In [5]:
import os  # Provides a way of using operating system-dependent functionality like reading or writing to the file system.
import os.path as osp  # Provides functions for manipulating file paths in a way that is compatible with the operating system.
from collections import OrderedDict  # Provides a dictionary subclass that maintains the order of keys as they are added.

import yaml  # Provides functionality to parse and emit YAML, a human-readable data serialization standard.

Function: ordered_yaml

Purpose:
The ordered_yaml function is designed to support the use of OrderedDict when loading and dumping YAML data. This ensures that the order of keys in the YAML file is preserved when it is read into a Python dictionary and when it is written back to a YAML file.

Functionality:
Imports: Attempts to import the C-based Loader and Dumper for performance.

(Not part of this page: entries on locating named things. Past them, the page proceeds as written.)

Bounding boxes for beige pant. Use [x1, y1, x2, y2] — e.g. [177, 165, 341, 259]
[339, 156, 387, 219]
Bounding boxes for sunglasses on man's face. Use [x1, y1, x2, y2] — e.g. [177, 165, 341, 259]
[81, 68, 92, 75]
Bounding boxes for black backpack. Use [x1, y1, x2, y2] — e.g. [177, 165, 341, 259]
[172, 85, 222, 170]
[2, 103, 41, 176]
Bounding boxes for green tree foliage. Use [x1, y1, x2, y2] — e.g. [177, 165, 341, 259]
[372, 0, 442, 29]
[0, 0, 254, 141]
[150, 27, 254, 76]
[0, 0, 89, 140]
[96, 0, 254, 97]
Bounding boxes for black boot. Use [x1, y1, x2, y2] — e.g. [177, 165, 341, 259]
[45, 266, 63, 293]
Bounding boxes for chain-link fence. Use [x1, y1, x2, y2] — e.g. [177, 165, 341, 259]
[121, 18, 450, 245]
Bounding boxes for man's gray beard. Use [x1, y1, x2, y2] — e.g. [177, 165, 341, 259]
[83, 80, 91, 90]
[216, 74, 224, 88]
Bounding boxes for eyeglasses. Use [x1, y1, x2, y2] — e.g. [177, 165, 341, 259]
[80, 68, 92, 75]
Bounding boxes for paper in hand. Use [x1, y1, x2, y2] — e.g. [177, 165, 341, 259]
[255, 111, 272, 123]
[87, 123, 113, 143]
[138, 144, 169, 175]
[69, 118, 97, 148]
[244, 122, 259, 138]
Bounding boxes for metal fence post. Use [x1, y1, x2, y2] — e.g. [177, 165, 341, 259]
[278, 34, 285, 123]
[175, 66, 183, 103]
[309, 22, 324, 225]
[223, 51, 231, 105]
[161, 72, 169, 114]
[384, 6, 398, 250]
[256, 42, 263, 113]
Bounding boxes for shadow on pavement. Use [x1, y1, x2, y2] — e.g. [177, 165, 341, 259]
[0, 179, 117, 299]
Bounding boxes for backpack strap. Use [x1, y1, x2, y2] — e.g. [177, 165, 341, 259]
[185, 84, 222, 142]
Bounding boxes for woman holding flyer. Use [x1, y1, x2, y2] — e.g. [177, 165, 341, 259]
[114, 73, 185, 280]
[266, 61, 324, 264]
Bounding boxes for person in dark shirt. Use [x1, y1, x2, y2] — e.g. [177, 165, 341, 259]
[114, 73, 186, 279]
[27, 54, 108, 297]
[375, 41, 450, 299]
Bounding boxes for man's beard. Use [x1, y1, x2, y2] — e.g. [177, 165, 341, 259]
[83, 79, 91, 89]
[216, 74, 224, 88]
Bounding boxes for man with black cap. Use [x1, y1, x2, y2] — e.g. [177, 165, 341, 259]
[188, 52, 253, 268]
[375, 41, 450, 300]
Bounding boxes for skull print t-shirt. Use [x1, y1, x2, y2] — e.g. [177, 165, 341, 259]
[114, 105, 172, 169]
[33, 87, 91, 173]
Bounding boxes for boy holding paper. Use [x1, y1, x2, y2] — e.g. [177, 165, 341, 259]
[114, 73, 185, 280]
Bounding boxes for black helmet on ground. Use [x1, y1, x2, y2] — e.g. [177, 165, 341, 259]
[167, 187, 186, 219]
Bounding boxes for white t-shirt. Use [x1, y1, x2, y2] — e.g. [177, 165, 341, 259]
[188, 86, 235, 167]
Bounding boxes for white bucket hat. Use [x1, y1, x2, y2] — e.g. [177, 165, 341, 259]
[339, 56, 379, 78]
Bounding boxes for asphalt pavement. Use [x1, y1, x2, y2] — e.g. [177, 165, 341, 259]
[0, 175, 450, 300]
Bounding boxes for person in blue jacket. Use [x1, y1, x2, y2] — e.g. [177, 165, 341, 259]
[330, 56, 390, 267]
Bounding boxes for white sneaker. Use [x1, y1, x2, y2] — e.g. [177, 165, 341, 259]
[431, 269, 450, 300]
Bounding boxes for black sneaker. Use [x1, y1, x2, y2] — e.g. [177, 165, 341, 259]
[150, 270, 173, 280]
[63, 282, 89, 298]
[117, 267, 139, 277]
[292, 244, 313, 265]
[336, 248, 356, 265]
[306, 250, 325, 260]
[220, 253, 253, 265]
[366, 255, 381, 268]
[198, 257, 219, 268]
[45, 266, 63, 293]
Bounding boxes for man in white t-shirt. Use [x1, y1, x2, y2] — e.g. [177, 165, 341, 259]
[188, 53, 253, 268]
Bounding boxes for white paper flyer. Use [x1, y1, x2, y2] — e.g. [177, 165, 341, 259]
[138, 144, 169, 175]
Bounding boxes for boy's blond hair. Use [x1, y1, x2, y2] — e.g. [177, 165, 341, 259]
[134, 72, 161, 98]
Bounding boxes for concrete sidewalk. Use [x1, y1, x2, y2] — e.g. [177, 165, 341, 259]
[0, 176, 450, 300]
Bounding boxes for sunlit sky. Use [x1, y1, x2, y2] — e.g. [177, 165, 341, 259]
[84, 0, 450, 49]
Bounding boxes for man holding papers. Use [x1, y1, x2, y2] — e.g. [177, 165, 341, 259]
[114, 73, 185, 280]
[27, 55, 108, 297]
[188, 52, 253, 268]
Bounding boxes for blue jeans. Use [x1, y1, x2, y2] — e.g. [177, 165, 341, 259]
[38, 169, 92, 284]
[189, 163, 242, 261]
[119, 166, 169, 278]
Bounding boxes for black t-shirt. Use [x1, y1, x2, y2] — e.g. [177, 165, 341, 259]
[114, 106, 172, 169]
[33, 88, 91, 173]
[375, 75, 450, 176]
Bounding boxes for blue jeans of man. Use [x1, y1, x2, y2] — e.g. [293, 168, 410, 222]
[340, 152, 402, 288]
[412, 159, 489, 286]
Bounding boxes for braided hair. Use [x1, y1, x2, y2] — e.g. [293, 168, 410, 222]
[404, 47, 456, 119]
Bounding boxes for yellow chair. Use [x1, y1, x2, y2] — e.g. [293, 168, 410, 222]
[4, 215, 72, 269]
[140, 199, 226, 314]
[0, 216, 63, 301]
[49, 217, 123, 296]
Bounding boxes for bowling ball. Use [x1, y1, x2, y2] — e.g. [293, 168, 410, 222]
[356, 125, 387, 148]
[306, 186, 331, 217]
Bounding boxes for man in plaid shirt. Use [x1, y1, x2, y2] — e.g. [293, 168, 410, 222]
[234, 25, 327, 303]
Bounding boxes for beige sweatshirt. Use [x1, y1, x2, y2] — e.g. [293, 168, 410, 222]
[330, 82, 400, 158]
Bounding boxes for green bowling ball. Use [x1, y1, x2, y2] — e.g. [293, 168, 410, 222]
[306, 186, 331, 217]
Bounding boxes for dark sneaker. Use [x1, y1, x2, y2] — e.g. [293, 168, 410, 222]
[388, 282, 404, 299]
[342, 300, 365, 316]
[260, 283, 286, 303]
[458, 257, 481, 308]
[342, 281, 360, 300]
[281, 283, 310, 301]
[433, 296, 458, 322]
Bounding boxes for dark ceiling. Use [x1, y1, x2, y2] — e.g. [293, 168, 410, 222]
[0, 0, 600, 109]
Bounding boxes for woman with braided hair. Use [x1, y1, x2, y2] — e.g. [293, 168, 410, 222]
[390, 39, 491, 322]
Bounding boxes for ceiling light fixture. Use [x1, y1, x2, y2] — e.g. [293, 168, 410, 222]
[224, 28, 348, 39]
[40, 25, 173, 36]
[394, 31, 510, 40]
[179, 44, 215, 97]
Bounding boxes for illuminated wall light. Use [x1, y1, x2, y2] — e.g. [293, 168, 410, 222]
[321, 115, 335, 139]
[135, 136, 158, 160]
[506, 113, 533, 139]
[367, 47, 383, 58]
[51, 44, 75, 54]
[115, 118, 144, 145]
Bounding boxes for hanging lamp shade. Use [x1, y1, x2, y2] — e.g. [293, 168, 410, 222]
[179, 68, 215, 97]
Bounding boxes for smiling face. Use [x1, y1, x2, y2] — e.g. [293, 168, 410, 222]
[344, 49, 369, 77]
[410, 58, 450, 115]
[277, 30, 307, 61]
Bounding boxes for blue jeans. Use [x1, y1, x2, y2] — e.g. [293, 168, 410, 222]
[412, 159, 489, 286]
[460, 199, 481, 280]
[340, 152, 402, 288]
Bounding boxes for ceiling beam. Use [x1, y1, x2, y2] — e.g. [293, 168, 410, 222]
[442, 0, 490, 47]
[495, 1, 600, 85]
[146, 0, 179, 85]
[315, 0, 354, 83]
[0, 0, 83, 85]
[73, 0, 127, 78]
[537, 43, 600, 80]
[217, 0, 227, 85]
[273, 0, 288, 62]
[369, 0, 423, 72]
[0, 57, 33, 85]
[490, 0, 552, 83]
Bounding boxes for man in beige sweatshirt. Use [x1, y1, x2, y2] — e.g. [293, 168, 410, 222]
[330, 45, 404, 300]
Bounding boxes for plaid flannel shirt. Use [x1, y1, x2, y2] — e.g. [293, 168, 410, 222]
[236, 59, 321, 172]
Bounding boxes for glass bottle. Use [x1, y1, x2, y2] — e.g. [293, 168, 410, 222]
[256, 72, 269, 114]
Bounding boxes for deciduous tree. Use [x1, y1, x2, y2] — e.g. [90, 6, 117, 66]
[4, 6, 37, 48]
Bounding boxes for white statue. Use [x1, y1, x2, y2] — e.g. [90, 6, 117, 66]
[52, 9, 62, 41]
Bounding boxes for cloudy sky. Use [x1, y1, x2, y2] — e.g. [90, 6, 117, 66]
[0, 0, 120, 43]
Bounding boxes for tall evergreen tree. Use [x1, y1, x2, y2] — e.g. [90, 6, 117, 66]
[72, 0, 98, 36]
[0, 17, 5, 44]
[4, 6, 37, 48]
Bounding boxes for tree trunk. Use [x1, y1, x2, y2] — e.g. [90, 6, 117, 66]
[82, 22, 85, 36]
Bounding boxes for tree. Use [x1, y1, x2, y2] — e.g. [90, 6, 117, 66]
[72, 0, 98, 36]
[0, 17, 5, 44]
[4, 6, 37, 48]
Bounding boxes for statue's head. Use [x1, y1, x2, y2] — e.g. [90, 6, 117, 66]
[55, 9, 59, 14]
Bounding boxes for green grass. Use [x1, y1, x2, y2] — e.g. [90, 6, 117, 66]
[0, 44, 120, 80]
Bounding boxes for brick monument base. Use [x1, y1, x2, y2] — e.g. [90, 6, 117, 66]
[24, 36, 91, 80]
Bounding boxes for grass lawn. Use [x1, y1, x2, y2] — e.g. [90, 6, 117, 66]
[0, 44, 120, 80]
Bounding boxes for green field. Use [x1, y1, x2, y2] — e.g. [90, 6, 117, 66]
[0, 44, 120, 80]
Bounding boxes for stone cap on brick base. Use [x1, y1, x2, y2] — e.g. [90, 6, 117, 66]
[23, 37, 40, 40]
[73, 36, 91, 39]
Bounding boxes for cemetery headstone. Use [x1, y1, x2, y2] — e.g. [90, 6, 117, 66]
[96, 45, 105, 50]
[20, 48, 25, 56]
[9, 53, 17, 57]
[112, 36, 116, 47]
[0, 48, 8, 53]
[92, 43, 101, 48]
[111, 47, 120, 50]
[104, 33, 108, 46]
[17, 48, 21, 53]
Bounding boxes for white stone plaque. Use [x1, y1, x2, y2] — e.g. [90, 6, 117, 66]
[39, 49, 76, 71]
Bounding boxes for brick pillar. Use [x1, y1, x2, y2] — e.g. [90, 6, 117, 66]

If unavailable, it falls back to the pure Python versions.

Custom Representer and Constructor:
dict_representer: A custom representer function that tells the YAML dumper how to serialize an OrderedDict by iterating over its items.

dict_constructor: A custom constructor function that tells the YAML loader how to deserialize a mapping node into an OrderedDict.
Integration with YAML:
Registers the custom representer and constructor with the Dumper and Loader, respectively, to handle OrderedDict objects.
Returns: The function returns the customized Loader and Dumper that can be used to load and dump YAML data while preserving key order.

In [14]:
def ordered_yaml():
    """Support OrderedDict for yaml.

    Returns:
        yaml Loader and Dumper.
    """
    try:
        # Attempt to import the C-based Dumper and Loader for better performance
        from yaml import CDumper as Dumper
        from yaml import CLoader as Loader
    except ImportError:
        # Fallback to the pure Python Dumper and Loader if C-based ones are unavailable
        from yaml import Dumper, Loader

    # Default mapping tag used by YAML
    _mapping_tag = yaml.resolver.BaseResolver.DEFAULT_MAPPING_TAG

    def dict_representer(dumper, data):
        # Custom representer to serialize OrderedDict as a regular dictionary
        return dumper.represent_dict(data.items())

    def dict_constructor(loader, node):
        # Custom constructor to deserialize a YAML mapping node into an OrderedDict
        return OrderedDict(loader.construct_pairs(node))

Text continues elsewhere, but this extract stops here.